How does the clothing industry affect our Environment?

The fashion industry represents an important part of our economies, with a value of more than 2.5 trillion $USD and employing over 75 million people worldwide. The sector has seen spectacular growth over the past decades, as clothing production doubled between 2000 and 2014. While people bought 60% more garments in 2014 than in 2000, they only kept the clothes for half as long.

While the fashion sector is booming, increasing attention has been brought to the impressive range of negative environmental impacts that the industry is responsible for. Fashion production makes up 10% of humanity’s carbon emissions, dries up water sources, and pollutes rivers and streams. What’s more, 85% of all textiles go to the dump each year, and washing some types of clothes sends a significant amount of *microplastics* into the ocean.

The Environmental Footprint of Fast Fashion

  • The equivalent of one garbage truck full of clothes is burned or dumped in a landfill every second.
  • Approximately 60% of all materials used by the fashion industry are made from plastic.
  • 500,000 tons of microfibers are released into the ocean each year from washing clothes, the equivalent of 50 billion plastic bottles.
  • The fashion industry is responsible for 8-10% of humanity’s carbon emissions – more than all international flights and maritime shipping combined. If the fashion sector continues on its current trajectory, that share of the carbon budget could jump to 26% by 2050
  • Some 93 billion cubic metres of water – enough to meet the needs of five million people – is used by the fashion industry annually, contributing significantly to water scarcity in some regions.
  • Around 20% of industrial wastewater pollution worldwide originates from the fashion industry.

Fast fashion also has a human cost:  textile workers, primarily women in developing countries, are often paid derisory wages and forced to work long hours in appalling conditions. In many places, these conditions create infringements on human rights (Human Rights Watch). Use of chemicals in clothes production also raises serious health concerns, both for the workers in the industry and consumers. Additional impacts on health also arise from the pollution described previously.
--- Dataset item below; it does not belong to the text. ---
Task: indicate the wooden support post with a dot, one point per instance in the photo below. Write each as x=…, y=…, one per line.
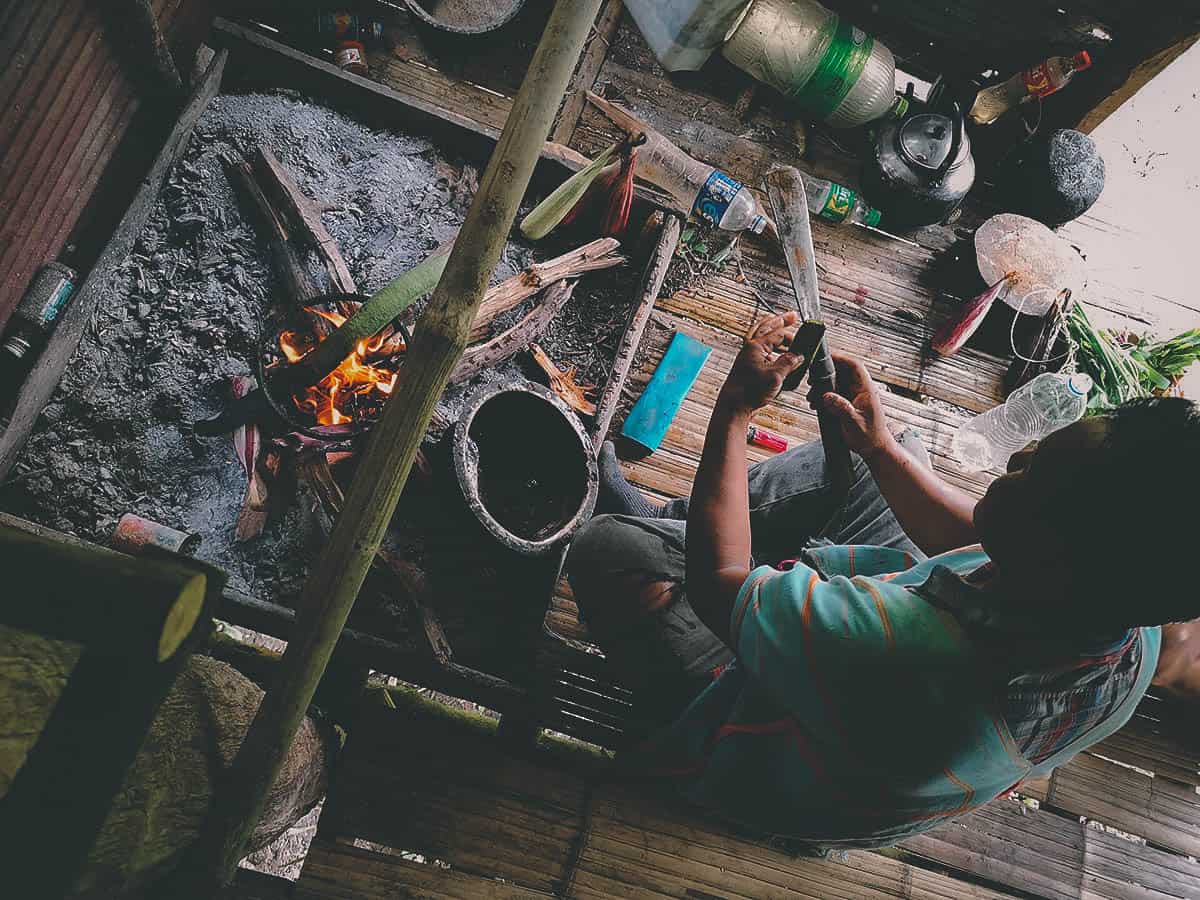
x=370, y=504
The environmental and social cost of the fashion industry forces us to rethink fast fashion, and stresses the need for more sustainable business models and practices. Resources hereunder provide additional information on the environmental impacts of fashion, and potential pathways for change.

The drop in garment prices over the last 20 years has allowed us to buy more and more clothes. We now have 5 times more clothes than our grandparents had. It felt great until we found out what was hiding behind this trend.

In reality, this continuous accumulation of cheap garments is only possible because of a constant reduction of production costs. This, in turn, has serious consequences on our health, our planet, and on garment workers’ lives.

Why Fast fashion is a monster in our closets

1) Garment quality is declining every year. As a result, our clothes immediately look faded, shapeless, or worn out.

2) Trends are changing so quickly that we cannot keep up. We continue to purchase just to stay up to date.

This is Fast Fashion: Mass-production of cheap, disposable clothing. Countless new collections per year make us feel constantly out of date and encourage us to keep buying more.

What can we do about it?

Choose clothes made in countries with stricter environmental regulations for factories 

Choose organic fibers and natural fibers that do not require chemicals to be produced

Choose fibers with low water consumption such as linen, recycled fibers, etc

Choose natural or semi-synthetic fibers

Choose sustainable brands

So, these were some of the impacts that the clothing industry has on our environment. We hope this info helps you make wise and sustainable choices on your next shopping day.